Deciphering characteristics of Macaranga tanarius leaves extract with electron shuttle-associated anti-inflammatory activity via microbial fuel cells, molecular docking, and network pharmacology

Abstract

Recent studies have shown that the potential disease-treating characteristics of traditional Chinese medicine (TCM) were associated with electron-shuttling and bioenergy-stimulating capabilities. These redox-mediating characteristics are possibly even beneficial in the treatment of a wide variety of diseases ranging from viral infections to inflammations.

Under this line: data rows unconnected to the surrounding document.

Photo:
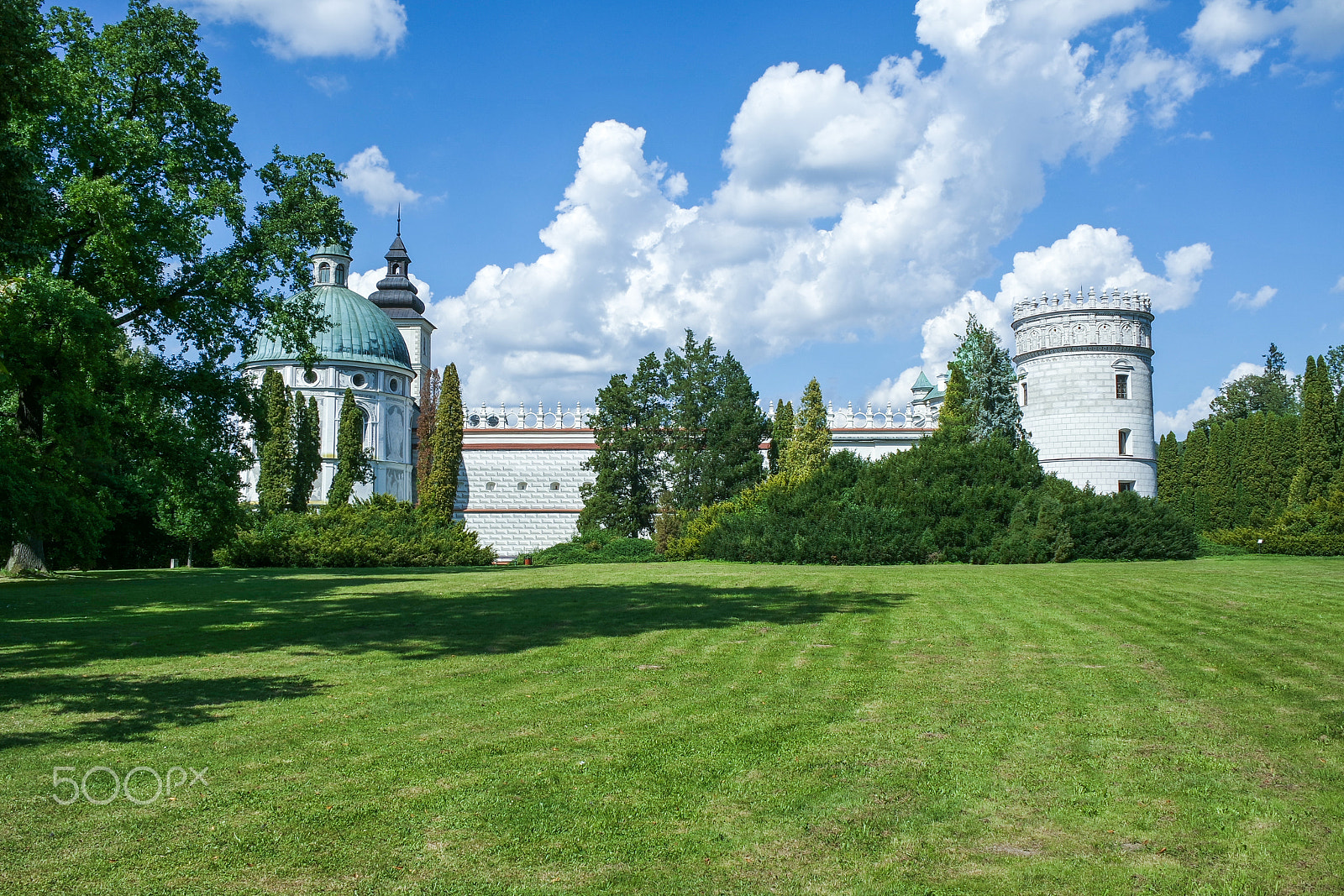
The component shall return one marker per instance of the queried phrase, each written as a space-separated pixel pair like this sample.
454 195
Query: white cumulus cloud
1236 33
1258 300
1089 258
369 176
1183 419
851 207
297 29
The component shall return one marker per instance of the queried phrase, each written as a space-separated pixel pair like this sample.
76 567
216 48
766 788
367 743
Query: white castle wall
1070 349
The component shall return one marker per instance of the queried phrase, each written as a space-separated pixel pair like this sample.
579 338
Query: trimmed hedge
597 546
380 532
947 499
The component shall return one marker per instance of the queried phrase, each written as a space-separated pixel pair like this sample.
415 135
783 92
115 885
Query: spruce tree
734 432
628 430
308 452
780 434
810 446
425 430
1168 469
353 461
440 495
276 477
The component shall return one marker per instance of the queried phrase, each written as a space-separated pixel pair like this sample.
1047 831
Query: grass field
680 728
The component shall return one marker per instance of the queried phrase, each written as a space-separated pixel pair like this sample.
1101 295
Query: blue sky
816 222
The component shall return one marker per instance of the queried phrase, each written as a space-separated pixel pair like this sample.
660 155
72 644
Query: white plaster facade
1086 387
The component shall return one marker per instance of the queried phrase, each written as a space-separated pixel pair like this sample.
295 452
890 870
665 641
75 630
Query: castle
1085 378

This first-attempt study tended to investigate electron-mediating and bioenergy-extracting potentials of Macaranga tanarius leaves extract using dual chamber microbial fuel cells (MFCs) to unveil correlations of the anti-inflammatory potential for value-added applications. Network pharmacology and molecular docking studies were conducted with compounds identified to own electron-shuttling capabilities in the leaves extract to determine inhibitory activity with inflammation receptors. M. tanarius has shown significant bioenergy-stimulating characteristics, with the water extract having a 1.72±0.21-fold power generation. The underlying mechanism of action of M. tanarius was proposed via network pharmacology, suggesting how it targets specific proteins to inhibit potential diseases, such as kidney nephropathy. The findings revealed that major flavonoids bound to receptors via hydrogen bonds and π-interactions stabilizing the protein-ligand complex. Thus, exhibiting a high binding affinity with inflammation receptors, suggesting how it targets specific proteins to inhibit potential diseases.